O processo de privatização da companhia aérea cabo-verdiana TACV prevê a venda total da empresa, reservando 51% do capital para um parceiro estratégico, 39% das ações para investidores institucionais e 10% para emigrantes e trabalhadores.

O decreto-lei que estabelece o regime jurídico da privatização do capital social dos Transportes Aéreos de Cabo Verde (TACV) foi publicado na quinta-feira no Boletim Oficial e vigora a partir de hoje, no mesmo dia em que a empresa estimava retomar os voos internacionais, suspensos desde o início do mês devido a uma avaria do seu único Boeing, informa a agência Lusa.

A privatização do capital será feita através de venda direta, por negociação particular, a um parceiro estratégico, que poderá comprar até 51 por cento do capital, e a investidores institucionais (empresas e instituições financeiras), públicos ou privados, que terão à disposição 39% das ações.

Prevista está também a alienação, em partes iguais, de 10% do capital para emigrantes e trabalhadores da empresa.

A venda direta será decretada pelo Conselho de Ministros e poderá ser realizada em uma ou várias fases “consoante a opção que melhor se adeque à prossecução dos objetivos do processo de privatização”, estipula o decreto.

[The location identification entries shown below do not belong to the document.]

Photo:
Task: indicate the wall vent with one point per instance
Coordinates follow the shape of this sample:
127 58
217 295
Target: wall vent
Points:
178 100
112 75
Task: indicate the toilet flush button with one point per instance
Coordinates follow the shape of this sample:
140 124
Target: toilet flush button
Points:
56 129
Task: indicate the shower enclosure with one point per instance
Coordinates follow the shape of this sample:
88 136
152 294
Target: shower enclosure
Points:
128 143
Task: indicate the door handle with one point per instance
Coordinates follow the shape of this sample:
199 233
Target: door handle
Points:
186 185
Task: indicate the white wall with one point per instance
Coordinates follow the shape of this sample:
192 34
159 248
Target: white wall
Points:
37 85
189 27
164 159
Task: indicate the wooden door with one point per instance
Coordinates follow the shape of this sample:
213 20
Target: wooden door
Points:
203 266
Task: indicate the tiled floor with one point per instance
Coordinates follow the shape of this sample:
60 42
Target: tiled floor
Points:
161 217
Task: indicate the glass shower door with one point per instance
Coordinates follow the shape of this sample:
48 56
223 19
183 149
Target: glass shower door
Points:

O parceiro estratégico deverá ter “experiência técnica e de gestão no setor da aviação, idoneidade e capacidade financeira” e, no caso de se tratar de um consórcio ou grupo, deverá incluir uma sociedade comercial com experiência relevante no transporte aéreo internacional de passageiros.

Reforço da capacidade económico-financeira e da estrutura do capital da TACV, capacidade para assegurar o cumprimento das obrigações de serviço público e valor proposto para a compra das ações são outros critérios definidos para a escolha do parceiro.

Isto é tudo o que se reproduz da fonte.